O Diretório Executivo do Fundo Monetário Internacional (FMI) aprovou nesta segunda-feira um acordo técnico de assistência financeira ao Equador no valor de US$ 4,2 bilhões, que permite o desembolso imediato de US$ 652 milhões.

A decisão foi anunciada pelo organismo em comunicado divulgado em Washington depois do acordo assinado no último dia 21 de fevereiro entre o FMI e as autoridades equatorianas.

O convênio, que faz parte do Serviço Ampliado do FMI (SAF), oferece apoio às políticas econômicas do governo equatoriano nos próximos três anos.

"As autoridades equatorianas estão implementando um amplo programa de reformas com o objetivo de modernizar a economia e abrir o caminho para um crescimento sólido, sustentado e equitativo", afirmou a diretora do FMI, Christine Lagarde, ao término da reunião do Diretório Executivo, segundo a nota.

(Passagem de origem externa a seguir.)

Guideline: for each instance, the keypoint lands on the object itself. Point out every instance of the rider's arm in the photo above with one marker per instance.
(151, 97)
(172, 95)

Lagarde destacou que as políticas do governo do Equador "estão destinadas a reforçar a posição fiscal e melhorar a competitividade, e contribuirão assim para diminuir as vulnerabilidades, robustecer a dolarização e, com o tempo, fomentar o crescimento e a criação de emprego".

No último dia 21 de fevereiro, a chefe da missão do FMI para o Equador, Anna Ivanova, disse em comunicado que o pacto "é parte de um esforço mais amplo da comunidade internacional".

Tal esforço "inclui um apoio financeiro de quase US$ 6 bilhões nos próximos três anos do Banco de Desenvolvimento da América Latina (CAF), do Banco Interamericano de Desenvolvimento (BID), do Fundo Latino-Americano de Reservas (FLAR) e do Banco Mundial", acrescentou.

No final do mês passado, o ministro da Economia do Equador, Richard Martínez, afirmou que reduzir o déficit fiscal a números menores que os registrados nos últimos seis anos, ordenar as finanças públicas e alcançar níveis de recuperação em vários ramos da economia foram os objetivos do país em 2018.

Após saber do pacto com o FMI, o ex-presidente equatoriano Rafael Correa, que durante seu mandato (2007-2017) rompeu laços com esse organismo por considerar que suas condições de crédito ameaçavam a soberania do país, o qualificou como "desnecessário".

"É altamente custoso em nível social e vai ser custoso também em nível político, inclusive em nível econômico", declarou Correa à Efe em Bruxelas no último dia 27 de fevereiro.